The directorate has summoned several music company heads including Chopra, Kumar, Shridhar Subramaniam and D Sanyal to show cause for not paying royalty to lyricists and composers.

Aditya Chopra

Our Correspondent

Yash Raj Films' head, Aditya Chopra, and the managing director of T-Series, Bhushan Kumar, are among the top names to be summoned by the Enforcement Directorate (ED) for alleged non-payment of royalty to lyricists and music composers. The summons were issued by the Mumbai wing of the agency after an FIR was filed by popular Hindustani classical music singer, Shubha Mudgal, with the Delhi police.

Among the others summoned are Shridhar Subramaniam, president, India and Middle East, Sony Music Entertainment and D Sanyal of Universal Music Group. The agency has already recorded statements by Bhushan Kumar and Vikram Mehra, managing director, Saregama Music.

Hindustan Times, a daily, quoted an ED official saying, "The investigations are on to check where the money has gone."

The summons arrive close on the heels of recent raids by the ED on eight prominent music companies on Friday, 3 November. According to primary assessment after the raids, the officials suggested that several companies had shied away from paying almost 50% of the revenue share to music composers and lyricists. The case is currently being investigated under the Prevention of Money Laundering Act (PMLA) 2002 and the Indian Copyright Act, amended in 2012.

In a quote to the tabloid, Mid-Day, singer Chitra Singh, who had filed the initial complaint with the ED in December 2016 said, "I wasn't sure as nobody was helping me. It's been a tough fight for a single woman like me. But ED took up my case, thanks to a bunch of nice officers in Mumbai. Now I'm confident that the agency will take my case to its logical end and punish the guilty."

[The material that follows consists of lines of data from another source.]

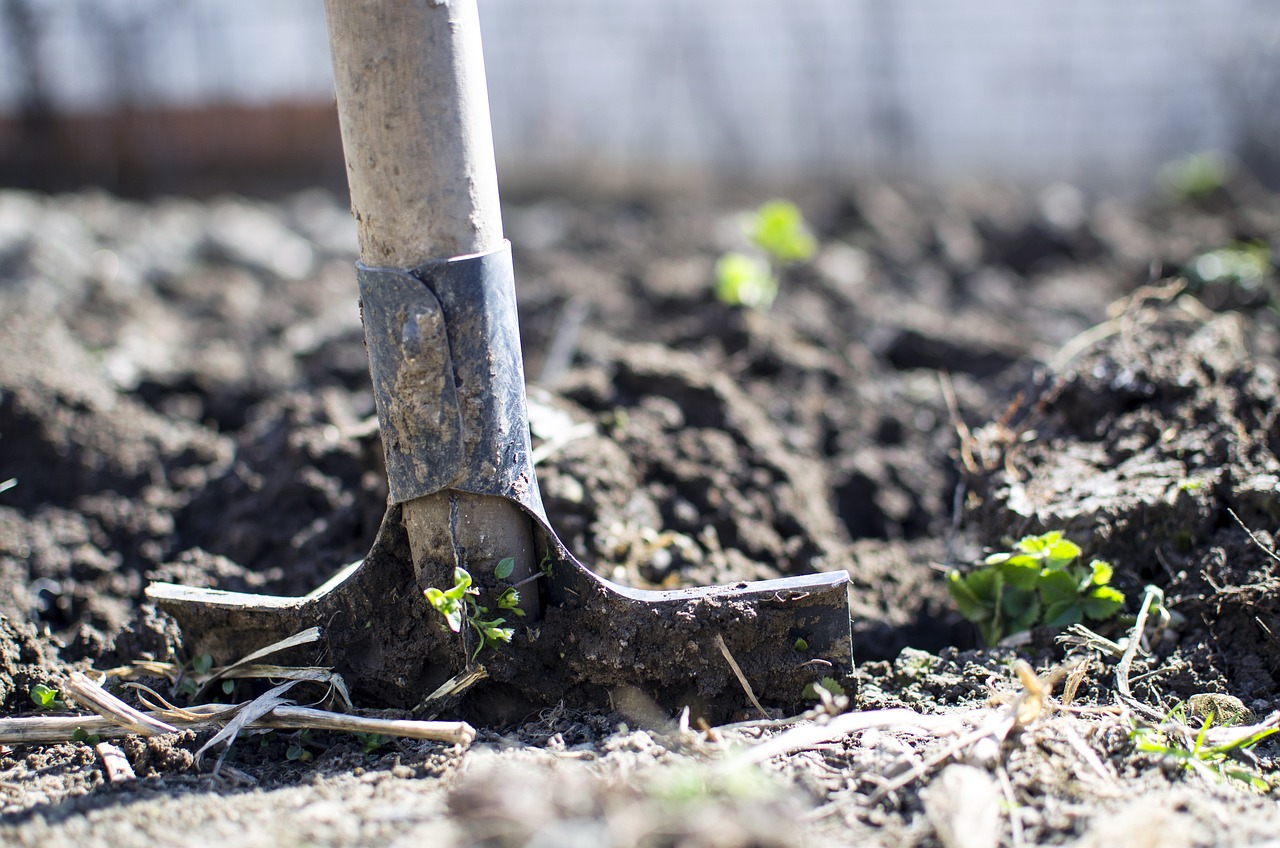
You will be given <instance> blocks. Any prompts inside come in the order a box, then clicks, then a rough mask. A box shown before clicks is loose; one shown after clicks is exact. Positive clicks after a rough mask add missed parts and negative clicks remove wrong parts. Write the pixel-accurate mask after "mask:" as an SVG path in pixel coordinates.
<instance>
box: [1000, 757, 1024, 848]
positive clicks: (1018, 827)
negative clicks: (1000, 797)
mask: <svg viewBox="0 0 1280 848" xmlns="http://www.w3.org/2000/svg"><path fill="white" fill-rule="evenodd" d="M996 778H997V780H998V781H1000V792H1001V794H1004V797H1005V807H1006V808H1007V810H1009V840H1010V842H1011V843H1012V845H1014V848H1023V845H1025V844H1027V834H1024V833H1023V817H1021V815H1019V812H1018V795H1016V794H1015V793H1014V781H1012V780H1010V779H1009V770H1007V769H1005V766H1004V765H1001V763H998V762H997V763H996Z"/></svg>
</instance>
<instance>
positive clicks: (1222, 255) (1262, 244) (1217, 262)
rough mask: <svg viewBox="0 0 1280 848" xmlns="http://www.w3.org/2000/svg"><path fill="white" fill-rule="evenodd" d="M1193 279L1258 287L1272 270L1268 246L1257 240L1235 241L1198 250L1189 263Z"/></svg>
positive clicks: (1196, 280) (1270, 256)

Chitra, wife of late Jagjit Singh, had in the wake of the raids said that she is "happy that several other people in the industry, whom I may not know personally, will now get justice. All of us were cheated big time."

The new FIR by Shubha Mudgal also has the Indian Performing Rights Society (IPRS) and Phonographic Performance Limited (PPL) being investigated by the Economic Offences Wing (EOW). Officials have reported that the IPRS and PPL have been ignoring paying up royalties to artistes and singers. Singers and composers are liable to receive a royalty if their compositions are used as caller tunes, or for any other commercial purposes.

The FIR states, "A large amount of money has been amassed by these music companies as royalties in the guise of licence fees, service charges, etc, from telecom operators, TV broadcasters, online platform operators and other digital medium, by claiming to be sole and exclusive owners of the rights. They, on a continuous basis, denied the composers and lyricists their share of royalty."

Heads of the music companies are expected to meet the ED and present an explanation on 9 November.